Inflation's Back, or Is It?
Two forecasters tackle the stock market's big question
(MONEY Magazine) – Among the concerns holding down the stock market is the sneaking suspicion that there ought to be inflation. Commodity prices are up, productivity is down, and the minutes of December's Federal Reserve meeting show policymakers are worried. Yet the latest consumer price index numbers look benign. So are higher prices coming? Below, two leading stock market watchers offer contrasting views.
You can count Ed Yardeni, chief investment strategist with Akron mutual fund manager Oak & Associates, among the bulls. He predicts inflation will remain around 2% for years to come. His reason: As the U.S. and the rest of the world embrace free trade, competition increases, which keeps prices down. "Energy prices are high, commodities have gone up, health-care costs have gone up. But can these increases be passed through to the end user? For the most part, they can't," he says. So businesses must innovate or suffer lower profits.

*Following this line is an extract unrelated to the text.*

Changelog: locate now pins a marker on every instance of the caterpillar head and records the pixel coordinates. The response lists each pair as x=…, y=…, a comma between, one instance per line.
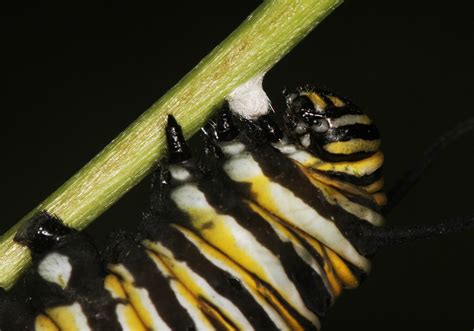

Thomas McManus, chief investment officer for Banc of America Securities, disagrees. "Companies have been disappointing shareholders [with lower earnings] rather than customers as costs rise," he says. "But they can't disappoint investors continually, so companies will have to start raising prices."
McManus notes that makers of luxury goods and low-end staples like candy bars are already raising prices. He expects prices to jump 3% in 2005, 30% more than in 2004. True, that's a single percentage point more than Yardeni sees, but it's significant: Yardeni is as bullish on the stock market as he is on inflation. McManus thinks that with rising inflation and low stock-dividend yields, the market has nowhere to go but down.